How you get to heaven is an issue in this case – there appears to be both a gate, and an entrance cave, though no obvious way of rising up inside unless through internal staircases. The architecture is magnificent – mosques, synagogues, perpendicular and gothic spires, modernist churches, the towers of Trebizond.
All of this is created out of wood, steel, sand, acrylic and insulation material, painted a lunar grey. The effect is of something both solid and melting into thin air, densely real in every detail and yet spectral. Qureshi shows his workings – a metal strut visible here and there, or an occasional palette mark in the moulding of this eerie grey substance. The facture is humble, but the ideas are sublime and intricate.
Qureshi, at 33, is one of our most pensive and poetic artists. He has a gift for this otherworldliness. In the past, he has created landscapes out of brick dust, Martian red and teeming with memories of fallen civilisations. His scorched drawings, made with a soldering iron, show imaginary mountainscapes forming and disappearing all at once. And huge images on plywood in charcoal and ink resemble geological territories in which one might almost make out indistinct figures, unless they have returned to ash.
What will paradise be like? This was the question Qureshi asked people all over the country. He was surprised to find many connections between the seven heavens of his own Muslim upbringing and the floating worlds of other faiths. Everywhere – and in everything he makes here – there was a sense of ascension: a rising up.

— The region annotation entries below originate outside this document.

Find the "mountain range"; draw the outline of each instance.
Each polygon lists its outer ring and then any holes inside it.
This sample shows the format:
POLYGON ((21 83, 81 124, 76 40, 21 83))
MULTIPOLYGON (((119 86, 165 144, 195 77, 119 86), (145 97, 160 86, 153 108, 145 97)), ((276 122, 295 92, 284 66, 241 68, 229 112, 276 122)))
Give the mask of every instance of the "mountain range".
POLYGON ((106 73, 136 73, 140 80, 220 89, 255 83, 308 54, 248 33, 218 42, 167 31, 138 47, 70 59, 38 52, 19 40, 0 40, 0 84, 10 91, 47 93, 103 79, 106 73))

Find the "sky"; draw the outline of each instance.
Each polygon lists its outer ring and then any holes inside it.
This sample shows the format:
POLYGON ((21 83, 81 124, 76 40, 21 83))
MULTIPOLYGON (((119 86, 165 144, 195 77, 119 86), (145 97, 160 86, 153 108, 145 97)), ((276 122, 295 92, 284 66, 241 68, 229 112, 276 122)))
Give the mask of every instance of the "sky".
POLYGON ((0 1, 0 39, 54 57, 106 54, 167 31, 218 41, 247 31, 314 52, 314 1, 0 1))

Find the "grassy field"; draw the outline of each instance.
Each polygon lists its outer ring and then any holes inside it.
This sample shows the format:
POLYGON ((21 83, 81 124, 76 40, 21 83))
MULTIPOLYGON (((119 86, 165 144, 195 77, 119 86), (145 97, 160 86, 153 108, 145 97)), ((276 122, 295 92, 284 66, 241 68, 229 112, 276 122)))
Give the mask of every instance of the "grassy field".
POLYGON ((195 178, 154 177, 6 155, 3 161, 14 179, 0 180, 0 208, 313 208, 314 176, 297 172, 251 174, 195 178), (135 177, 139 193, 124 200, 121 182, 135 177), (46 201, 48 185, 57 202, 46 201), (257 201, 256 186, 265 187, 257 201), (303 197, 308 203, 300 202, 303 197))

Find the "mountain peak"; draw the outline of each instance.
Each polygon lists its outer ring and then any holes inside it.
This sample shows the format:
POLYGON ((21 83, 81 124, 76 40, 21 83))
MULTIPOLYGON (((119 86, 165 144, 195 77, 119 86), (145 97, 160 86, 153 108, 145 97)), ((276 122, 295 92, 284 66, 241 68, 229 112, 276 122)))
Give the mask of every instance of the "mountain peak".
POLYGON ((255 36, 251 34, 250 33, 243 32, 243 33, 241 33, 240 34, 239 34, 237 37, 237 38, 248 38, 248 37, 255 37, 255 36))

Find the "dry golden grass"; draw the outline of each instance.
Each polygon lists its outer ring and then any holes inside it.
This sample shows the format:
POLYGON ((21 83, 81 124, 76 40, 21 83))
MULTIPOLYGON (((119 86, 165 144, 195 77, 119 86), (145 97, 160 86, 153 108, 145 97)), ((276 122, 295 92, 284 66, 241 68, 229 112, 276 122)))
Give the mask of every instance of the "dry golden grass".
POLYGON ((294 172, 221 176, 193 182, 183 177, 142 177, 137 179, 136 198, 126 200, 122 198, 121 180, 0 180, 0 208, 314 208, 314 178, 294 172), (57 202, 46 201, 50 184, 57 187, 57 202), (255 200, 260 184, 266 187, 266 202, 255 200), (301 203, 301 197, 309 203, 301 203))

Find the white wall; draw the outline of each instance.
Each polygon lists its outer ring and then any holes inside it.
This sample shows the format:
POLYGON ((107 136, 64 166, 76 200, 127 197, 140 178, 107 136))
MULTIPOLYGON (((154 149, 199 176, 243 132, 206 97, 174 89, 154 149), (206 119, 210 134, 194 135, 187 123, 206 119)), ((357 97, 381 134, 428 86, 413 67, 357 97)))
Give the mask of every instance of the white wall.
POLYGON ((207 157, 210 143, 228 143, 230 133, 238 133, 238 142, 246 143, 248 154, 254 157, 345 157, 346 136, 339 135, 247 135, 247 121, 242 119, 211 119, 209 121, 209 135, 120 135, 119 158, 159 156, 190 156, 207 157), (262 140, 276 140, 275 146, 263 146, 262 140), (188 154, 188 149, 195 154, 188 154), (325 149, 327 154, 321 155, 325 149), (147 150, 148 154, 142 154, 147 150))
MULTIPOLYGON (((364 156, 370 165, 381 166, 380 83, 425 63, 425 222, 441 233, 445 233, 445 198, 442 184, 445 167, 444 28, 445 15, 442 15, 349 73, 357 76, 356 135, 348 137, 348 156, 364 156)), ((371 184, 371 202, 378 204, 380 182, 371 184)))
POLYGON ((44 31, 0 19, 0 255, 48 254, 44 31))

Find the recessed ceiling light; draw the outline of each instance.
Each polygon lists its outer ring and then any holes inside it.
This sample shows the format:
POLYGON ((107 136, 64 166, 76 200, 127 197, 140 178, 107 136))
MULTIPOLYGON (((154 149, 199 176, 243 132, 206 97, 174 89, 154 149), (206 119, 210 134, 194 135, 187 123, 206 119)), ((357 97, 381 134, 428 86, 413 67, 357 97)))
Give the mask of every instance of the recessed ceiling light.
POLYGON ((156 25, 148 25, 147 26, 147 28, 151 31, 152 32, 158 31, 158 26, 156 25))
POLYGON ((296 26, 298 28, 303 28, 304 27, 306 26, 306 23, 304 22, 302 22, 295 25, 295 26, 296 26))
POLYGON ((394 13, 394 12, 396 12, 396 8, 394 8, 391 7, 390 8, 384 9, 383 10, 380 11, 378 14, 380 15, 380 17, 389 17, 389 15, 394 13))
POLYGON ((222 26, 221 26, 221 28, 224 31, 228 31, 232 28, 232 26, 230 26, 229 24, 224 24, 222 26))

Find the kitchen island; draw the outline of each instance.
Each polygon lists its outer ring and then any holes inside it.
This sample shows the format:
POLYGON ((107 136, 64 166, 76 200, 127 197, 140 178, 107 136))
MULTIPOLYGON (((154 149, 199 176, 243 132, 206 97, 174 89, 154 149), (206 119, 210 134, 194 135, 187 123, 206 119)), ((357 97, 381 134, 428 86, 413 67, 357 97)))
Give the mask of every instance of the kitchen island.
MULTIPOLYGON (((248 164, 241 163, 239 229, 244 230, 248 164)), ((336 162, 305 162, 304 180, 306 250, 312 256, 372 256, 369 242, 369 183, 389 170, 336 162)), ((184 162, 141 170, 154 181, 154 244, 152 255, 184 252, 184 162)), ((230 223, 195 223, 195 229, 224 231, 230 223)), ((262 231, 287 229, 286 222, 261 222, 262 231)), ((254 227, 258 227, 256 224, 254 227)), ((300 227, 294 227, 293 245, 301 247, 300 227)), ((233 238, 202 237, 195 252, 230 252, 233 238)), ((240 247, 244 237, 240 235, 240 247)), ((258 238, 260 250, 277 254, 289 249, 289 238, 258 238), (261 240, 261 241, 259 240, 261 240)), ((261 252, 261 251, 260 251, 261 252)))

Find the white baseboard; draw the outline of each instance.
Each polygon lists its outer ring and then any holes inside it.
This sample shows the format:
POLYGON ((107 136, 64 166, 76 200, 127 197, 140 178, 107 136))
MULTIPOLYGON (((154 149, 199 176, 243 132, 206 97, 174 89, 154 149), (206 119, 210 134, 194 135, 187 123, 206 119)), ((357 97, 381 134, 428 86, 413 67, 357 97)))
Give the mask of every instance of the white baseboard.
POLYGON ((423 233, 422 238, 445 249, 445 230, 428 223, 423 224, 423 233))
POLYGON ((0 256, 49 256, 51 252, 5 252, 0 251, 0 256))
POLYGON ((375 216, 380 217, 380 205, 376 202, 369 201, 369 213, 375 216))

The vision here is clearly ecumenical. That is particularly evident in the seven grand gates Qureshi has made for this show, positioned around the chapel, which invoke the wrought iron designs of different cultures and religions. And it is continued in the full moon that hangs in the little vestry, from which grows like a tree a many-towered house of prayer, it seems to each and any god.
None of the works here can be seen in their entirety all at once. You have to walk round and around, looking into each scene, and navigating the landscapes between them. There is a true sense of journeying. And rising up against the wall behind the altar is the simplest yet most concise emblem of transcendence – a marvellous ladder that appears to stretch both high and away into the far distance, its uppermost rungs mysteriously lost in mist.
But the most moving aspect of the show is its generosity. Qureshi has listened carefully to, and pondered deeply, the beliefs of other people. Something About Paradise embraces us all in its fantastical mythologies. And in the end, of course, we must notice that this imaginary paradise is deserted. That is the great imponderable: who will be there? Will we make it? None of us can know. In this vision, there is not a soul there.
Yorkshire Sculpture Park is a tireless land of art. It is only ever closed for Christmas and Boxing Day, and new works arrive all the time. Right now you can see what amounts to a miniature Damien Hirst show – the pregnant anatomical woman, 10 metres tall, the mawkish charity box girl, almost as large, and the half-flayed unicorn, a flash hybrid of Disney and Stubbs.
In the coming year, the park will show the outsize post-pop sculptures of the Portuguese art star Joana Vasconcelos, from March. And there will be an all-out celebration of the French sculptor Niki de Saint Phalle from May, the landscape bursting with her monumentally exuberant female figures.
But for now, there is just one day left of arguably the greatest sculptor America ever produced – David Smith, genius with a blowtorch, welder of some of the most balletic and original creations ever made from what was literally old iron. Go now, if you can, for that day is today.
Saad Qureshi: Something About Paradise is at Yorkshire Sculpture Park until 15 March.